東京都在住で特別支援学校に通う小学6年生の男児は、今回のイベントで初めてスケートを経験した。人工呼吸器を使用する車いす生活者。母親は「(ボランティア)スタッフが氷上で車いすをクルクルと回してくれたりして(息子は)目を細めて楽しそうにしていた。4人家族みんなで滑れたのも良かった。車いすの人たちにも安心で(普及の)可能性はあると思う」と好印象を口にした。

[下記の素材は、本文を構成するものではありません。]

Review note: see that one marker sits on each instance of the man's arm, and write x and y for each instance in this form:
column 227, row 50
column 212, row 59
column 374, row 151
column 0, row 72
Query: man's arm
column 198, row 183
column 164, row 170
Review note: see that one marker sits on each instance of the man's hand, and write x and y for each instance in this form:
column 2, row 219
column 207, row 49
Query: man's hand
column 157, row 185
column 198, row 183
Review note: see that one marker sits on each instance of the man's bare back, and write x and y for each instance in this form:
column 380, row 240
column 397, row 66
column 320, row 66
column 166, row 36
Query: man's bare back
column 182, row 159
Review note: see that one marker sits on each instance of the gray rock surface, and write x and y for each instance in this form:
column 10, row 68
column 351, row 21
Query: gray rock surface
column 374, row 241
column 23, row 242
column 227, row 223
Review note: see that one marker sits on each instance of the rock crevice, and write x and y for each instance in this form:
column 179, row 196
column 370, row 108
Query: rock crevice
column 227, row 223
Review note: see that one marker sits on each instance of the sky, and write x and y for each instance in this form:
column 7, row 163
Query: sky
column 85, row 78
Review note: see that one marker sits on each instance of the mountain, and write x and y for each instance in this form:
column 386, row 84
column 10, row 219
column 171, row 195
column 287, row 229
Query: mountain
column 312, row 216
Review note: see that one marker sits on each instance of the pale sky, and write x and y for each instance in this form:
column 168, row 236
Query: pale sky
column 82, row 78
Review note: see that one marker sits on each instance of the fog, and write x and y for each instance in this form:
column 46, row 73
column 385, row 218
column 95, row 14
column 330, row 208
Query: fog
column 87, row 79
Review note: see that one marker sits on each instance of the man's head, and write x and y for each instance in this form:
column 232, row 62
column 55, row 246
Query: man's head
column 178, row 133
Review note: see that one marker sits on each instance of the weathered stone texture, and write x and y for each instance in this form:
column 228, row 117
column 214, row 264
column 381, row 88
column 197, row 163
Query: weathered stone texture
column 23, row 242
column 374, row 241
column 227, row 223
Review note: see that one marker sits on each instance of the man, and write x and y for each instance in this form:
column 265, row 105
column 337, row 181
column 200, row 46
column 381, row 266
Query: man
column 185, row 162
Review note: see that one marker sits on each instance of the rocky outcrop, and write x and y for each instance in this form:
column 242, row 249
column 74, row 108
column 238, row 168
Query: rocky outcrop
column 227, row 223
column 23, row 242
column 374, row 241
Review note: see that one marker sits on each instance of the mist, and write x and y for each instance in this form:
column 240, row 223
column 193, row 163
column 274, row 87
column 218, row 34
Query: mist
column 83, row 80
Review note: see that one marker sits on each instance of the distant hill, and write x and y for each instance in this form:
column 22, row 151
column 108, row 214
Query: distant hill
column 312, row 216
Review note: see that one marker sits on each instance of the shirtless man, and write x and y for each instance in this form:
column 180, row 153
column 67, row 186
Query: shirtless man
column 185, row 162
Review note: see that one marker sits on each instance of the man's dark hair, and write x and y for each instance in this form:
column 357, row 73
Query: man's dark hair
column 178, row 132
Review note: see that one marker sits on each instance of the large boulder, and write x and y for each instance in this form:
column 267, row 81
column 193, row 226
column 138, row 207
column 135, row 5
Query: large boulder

茨城県つくば市在住の金栗聡さんは、2度目の参加だという。車いすに載せていたのは、株式会社オリィ研究所(吉藤オリィ代表取締役CVO)が開発した分身ロボット「OriHime(オリヒメ)」。遠隔操作で「その場にいる」ようなコミュニケーションを実現するロボットから、女性の声が漏れてきた。三重県に住む近藤真実さんだ。両手と両足が不自由で車いす生活という近藤さんは、OriHimeに搭載された広視野カメラとマイク、スピーカーで、氷上を滑走しているような体験ができたと喜び、こう語った。「(ペアでミラノ冬季オリンピック金メダルの)三浦璃来ちゃんもこんな感じで滑っているのかな、というのをOriHimeで実体験できて良かった」
海外では競技スポーツとしてパラスケートが実施されている国もあり、関係者は将来的なパラリンピック実施競技への採用を期待している。日本国内でも車いすでの滑走を認めてくれるリンクはあるものの、貸し切りの場合に限定されているという。
日本フィギュアスケーティングインストラクター協会の理事長を務める本田武史さんは「(リンクで)風やスピード感を味わってもらい、体験するスポーツとしてみんなにやってほしい」。日本パラスケート協会の小池代表理事は「私たち障害者は健康な方々と触れ合う機会がすごく限られている。こうやってスケートやスポーツを通して触れ合うと、垣根は一気になくなる。是非、健康な方も障害がある方も一緒に滑っていただければ」と普及を願った。